Die aufgereihten Tierköpfe und Skelette auf dem Zaubermarkt in Bé bei Lomé
in Togo lassen die Besessenheit erahnen, die in machtvollen nächtlichen
Voodoozeremonien ausgelebt wird. Das für solche Rituale notwendige
Blutopfer wird aber noch seltsamer, wenn es in doppelter Diaspora der
kubanisch-afrikanischen Santeria nun in sauber gekachelten Zimmern im Exil
in Miami oder New York vorgeführt wird. Das andere ist schon damals nicht
mehr allein in fernen Kontinenten zu suchen.
Schon 1967 und wieder in den Achtzigern zeigt Leonore Mau das
multikulturelle Leben in den Großstädten, vor allem in Paris anhand der
Menschen aus den früheren französischen Kolonien. Immer wahren ihre Bilder
dabei die Würde ihrer Bildsubjekte. Sie wirken niemals voyeuristisch noch
behaupten sie eine falsche Nähe, egal, wo in der sich nur mühsam als global
begreifenden Welt sie gemacht wurden: weder in der Pariser Metro noch an
heiligen Dschungelplätzen und nicht einmal, wenn Leonore Mau tagelang bis
zur Trance ein Ritual selbst mitgemacht hat.
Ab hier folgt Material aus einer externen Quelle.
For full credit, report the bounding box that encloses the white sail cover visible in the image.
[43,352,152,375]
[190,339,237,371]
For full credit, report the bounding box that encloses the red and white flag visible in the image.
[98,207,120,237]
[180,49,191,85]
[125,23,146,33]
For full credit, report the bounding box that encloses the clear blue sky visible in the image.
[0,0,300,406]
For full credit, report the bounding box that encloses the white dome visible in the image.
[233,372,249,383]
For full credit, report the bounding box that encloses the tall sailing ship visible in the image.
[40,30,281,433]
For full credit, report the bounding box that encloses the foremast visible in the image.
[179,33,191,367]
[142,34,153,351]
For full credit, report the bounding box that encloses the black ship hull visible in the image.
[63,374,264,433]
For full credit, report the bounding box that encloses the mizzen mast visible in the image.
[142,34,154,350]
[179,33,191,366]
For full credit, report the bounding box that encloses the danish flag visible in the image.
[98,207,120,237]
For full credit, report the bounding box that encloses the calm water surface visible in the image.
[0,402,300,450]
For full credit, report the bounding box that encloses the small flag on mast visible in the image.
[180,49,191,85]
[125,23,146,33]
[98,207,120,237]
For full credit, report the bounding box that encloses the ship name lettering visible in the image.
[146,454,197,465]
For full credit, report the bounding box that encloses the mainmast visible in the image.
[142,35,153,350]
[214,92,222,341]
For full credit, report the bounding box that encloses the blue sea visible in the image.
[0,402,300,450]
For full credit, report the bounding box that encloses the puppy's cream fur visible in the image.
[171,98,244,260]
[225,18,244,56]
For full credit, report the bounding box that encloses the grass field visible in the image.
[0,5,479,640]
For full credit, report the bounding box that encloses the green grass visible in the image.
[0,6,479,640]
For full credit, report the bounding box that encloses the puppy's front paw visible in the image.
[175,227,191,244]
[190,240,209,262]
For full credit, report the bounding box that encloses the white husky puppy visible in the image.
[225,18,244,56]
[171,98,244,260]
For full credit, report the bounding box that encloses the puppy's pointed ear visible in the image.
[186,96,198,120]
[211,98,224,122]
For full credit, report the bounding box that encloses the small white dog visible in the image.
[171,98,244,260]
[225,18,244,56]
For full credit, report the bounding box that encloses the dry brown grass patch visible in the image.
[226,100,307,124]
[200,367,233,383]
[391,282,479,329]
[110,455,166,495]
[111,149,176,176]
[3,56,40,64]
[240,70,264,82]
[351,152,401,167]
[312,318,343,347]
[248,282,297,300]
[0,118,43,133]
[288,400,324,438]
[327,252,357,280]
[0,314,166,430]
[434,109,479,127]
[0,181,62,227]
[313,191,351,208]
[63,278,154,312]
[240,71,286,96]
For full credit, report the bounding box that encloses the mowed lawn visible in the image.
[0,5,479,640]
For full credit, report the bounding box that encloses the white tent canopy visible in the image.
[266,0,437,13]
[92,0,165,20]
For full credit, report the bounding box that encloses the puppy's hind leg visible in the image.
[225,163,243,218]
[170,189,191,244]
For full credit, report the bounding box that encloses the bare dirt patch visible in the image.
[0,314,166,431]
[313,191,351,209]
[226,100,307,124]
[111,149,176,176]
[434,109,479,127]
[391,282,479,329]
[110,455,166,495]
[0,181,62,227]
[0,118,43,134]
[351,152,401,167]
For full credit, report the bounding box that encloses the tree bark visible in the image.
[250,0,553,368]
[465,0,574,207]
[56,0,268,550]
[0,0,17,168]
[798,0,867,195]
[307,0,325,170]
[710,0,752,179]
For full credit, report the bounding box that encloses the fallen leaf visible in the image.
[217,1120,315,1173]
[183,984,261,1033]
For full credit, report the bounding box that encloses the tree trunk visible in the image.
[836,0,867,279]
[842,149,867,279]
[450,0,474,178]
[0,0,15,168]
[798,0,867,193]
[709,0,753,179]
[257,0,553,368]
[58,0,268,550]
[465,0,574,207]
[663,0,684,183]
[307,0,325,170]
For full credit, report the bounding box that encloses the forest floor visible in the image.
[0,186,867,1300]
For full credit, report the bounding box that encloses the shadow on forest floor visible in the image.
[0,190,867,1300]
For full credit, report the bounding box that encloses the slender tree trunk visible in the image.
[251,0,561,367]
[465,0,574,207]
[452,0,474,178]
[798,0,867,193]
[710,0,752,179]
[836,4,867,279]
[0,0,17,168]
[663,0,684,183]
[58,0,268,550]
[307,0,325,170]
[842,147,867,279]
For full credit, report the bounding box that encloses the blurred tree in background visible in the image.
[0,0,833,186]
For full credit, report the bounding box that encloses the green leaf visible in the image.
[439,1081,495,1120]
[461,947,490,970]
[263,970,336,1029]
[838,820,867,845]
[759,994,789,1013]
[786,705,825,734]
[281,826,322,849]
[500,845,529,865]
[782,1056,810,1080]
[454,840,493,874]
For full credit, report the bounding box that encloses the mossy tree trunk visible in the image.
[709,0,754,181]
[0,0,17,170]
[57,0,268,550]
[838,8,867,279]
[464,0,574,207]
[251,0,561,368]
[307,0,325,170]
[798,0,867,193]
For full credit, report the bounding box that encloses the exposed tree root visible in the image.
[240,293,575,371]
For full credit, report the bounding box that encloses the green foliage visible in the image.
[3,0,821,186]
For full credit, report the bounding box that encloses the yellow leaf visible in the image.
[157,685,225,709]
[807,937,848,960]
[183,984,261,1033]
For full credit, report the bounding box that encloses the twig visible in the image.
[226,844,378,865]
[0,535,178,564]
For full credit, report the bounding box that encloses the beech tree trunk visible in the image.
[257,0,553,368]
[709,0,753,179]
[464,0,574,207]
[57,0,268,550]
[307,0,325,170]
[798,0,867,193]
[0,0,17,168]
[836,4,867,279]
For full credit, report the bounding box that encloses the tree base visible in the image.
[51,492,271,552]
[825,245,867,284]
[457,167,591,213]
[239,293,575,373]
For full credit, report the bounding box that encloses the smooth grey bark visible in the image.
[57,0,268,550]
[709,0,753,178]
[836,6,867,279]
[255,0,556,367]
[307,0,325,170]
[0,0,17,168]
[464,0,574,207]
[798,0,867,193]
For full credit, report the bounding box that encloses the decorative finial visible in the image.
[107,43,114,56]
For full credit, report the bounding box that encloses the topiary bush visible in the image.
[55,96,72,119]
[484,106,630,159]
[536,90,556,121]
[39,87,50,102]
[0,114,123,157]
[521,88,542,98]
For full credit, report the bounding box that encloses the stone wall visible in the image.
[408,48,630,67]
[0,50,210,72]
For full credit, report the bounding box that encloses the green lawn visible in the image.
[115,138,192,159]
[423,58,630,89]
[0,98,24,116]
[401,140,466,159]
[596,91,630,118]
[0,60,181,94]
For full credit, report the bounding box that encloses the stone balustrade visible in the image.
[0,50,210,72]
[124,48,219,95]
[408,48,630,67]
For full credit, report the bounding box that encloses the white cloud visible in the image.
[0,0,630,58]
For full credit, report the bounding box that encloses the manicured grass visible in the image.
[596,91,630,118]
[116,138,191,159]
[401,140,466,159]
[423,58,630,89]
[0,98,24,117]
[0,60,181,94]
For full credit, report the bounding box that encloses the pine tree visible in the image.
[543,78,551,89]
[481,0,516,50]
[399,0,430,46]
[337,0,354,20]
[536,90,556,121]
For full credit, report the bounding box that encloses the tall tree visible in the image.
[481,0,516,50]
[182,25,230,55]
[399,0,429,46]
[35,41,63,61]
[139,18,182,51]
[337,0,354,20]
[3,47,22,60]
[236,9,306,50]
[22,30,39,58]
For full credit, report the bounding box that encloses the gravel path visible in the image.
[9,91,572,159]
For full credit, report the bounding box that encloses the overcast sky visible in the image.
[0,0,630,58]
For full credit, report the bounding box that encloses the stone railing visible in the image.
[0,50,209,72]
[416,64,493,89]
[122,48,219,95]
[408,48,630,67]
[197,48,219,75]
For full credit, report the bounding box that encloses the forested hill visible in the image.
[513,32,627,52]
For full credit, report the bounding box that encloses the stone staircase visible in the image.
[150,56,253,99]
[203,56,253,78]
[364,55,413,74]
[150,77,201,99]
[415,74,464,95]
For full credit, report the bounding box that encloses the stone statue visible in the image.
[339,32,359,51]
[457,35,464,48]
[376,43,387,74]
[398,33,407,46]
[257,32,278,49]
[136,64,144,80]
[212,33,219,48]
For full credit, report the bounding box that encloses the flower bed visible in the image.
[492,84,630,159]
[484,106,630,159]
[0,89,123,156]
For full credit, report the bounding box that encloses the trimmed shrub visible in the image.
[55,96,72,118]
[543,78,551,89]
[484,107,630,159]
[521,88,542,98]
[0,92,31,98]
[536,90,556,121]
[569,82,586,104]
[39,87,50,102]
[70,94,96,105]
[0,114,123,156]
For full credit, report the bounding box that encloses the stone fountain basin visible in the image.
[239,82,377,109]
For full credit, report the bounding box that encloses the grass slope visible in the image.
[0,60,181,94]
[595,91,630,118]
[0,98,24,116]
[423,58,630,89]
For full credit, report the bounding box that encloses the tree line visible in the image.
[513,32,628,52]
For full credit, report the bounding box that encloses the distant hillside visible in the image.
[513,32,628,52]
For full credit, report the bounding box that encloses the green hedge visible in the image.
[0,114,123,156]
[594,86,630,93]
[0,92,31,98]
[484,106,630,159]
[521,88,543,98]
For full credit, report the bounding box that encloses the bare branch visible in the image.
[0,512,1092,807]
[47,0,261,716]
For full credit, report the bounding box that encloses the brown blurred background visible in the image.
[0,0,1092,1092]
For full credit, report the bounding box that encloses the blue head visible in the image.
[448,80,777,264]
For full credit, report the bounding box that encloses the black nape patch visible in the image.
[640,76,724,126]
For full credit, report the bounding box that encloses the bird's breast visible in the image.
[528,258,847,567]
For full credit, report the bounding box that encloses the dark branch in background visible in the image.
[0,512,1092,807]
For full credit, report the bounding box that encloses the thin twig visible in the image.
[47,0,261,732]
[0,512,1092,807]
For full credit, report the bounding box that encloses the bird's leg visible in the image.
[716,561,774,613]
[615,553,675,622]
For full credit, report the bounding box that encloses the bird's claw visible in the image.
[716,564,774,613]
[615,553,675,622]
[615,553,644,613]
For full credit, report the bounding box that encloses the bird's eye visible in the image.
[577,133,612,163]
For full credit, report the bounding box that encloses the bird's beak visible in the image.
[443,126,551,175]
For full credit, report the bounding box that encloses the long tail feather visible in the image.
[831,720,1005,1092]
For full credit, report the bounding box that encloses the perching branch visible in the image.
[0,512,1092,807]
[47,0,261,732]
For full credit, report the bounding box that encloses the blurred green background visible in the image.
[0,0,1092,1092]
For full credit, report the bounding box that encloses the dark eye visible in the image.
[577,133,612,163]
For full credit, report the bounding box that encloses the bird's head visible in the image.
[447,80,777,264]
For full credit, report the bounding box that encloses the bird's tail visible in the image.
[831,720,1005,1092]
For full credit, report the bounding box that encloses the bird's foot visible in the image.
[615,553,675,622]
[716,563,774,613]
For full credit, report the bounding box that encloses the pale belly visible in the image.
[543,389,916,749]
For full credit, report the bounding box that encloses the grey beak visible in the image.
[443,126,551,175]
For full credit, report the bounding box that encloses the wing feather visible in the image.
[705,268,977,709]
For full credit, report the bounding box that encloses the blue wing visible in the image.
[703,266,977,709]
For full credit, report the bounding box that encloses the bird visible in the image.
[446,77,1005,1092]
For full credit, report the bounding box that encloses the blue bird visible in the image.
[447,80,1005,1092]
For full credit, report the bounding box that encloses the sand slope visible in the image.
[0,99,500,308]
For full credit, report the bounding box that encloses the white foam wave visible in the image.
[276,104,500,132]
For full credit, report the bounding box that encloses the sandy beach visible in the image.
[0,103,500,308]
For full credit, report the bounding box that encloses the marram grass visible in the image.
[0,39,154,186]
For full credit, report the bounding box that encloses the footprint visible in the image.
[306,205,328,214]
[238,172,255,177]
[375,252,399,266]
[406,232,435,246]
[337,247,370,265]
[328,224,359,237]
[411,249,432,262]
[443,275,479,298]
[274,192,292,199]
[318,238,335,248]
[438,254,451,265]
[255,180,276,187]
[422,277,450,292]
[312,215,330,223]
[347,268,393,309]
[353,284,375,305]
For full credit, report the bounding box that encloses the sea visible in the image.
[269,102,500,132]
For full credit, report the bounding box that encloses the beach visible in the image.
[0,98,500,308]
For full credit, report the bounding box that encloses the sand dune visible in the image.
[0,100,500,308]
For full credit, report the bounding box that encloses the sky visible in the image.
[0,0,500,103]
Gemeinsame Welterkundung von Fotografin und Schriftsteller
Aber was sie mit der Leica dabei einfängt, ist eine Welt, die es gar nicht
gibt. Eine Welt, die es nur einmal gab – im Augenblick des Kameraklicks. Es
ist erst der Text, der all dies in Beziehung setzt, es bedeutend machen und
verallgemeinern kann. Obgleich sie selbst fünf Sprachen sprach, sagte sie
wenig zu ihren Fotos. Ihre Bildsprache wird vor allem ergänzt durch die
Worte des literarischen Forschers und Lebensgefährten Hubert Fichte.
Ein weiterer wichtiger Kontext sind die Texte in den großen Magazinen, in
denen Literatur und Bild zur Reportage zusammenschnurren. Wie das dann
gedruckt in Spiegel und Stern aussieht, ist auch im Jenisch-Haus in
Vitrinen zu sehen.
Die gemeinsame Welterkundung von Fotografin und Schriftsteller ist so
zentral für beider Werk, dass es schwer fällt, sich auf einzelne Fotos als
autonome Kunst einzulassen. Es wird deutlich, wie wichtig und sinnstiftend
die Bildserie und das Archiv sind und welch gutes Medium das Fotobuch ist,
wie es sich in den leider längst vergriffenen Büchern „Xango“ von 1976 od…
„Petersilie“ von 1980 zeigt.
Das Archiv wieder aufzuschlüsseln, testet die Ausstellung mit einer neu
zusammengestellten Wand von Bildern zu Graffiti und Wandmalerei aus
Ägypten, Bahrein, Chile, New York, Rom und Wuppertal.
Doch vielleicht ist mehr noch als eine Ausstellung der Film in seiner
Kombination von Sprache und Bild ein angemessenes Medium für diese
Bild-Welt-Forschung. Das meint nicht nur die vier hier in kleinem Format
gezeigten, zwischen 1968 und 1971 erstellten Fotofilme des Künstlerpaars
über den Hamburger Hafen, portugiesische Fischer, die Spanische Treppe in
Rom und das Leben im marokkanischen Agadir, sondern auch den ausführlichen
Dokumentarfilm von Nathalie David über die 2013 gestorbene Mau.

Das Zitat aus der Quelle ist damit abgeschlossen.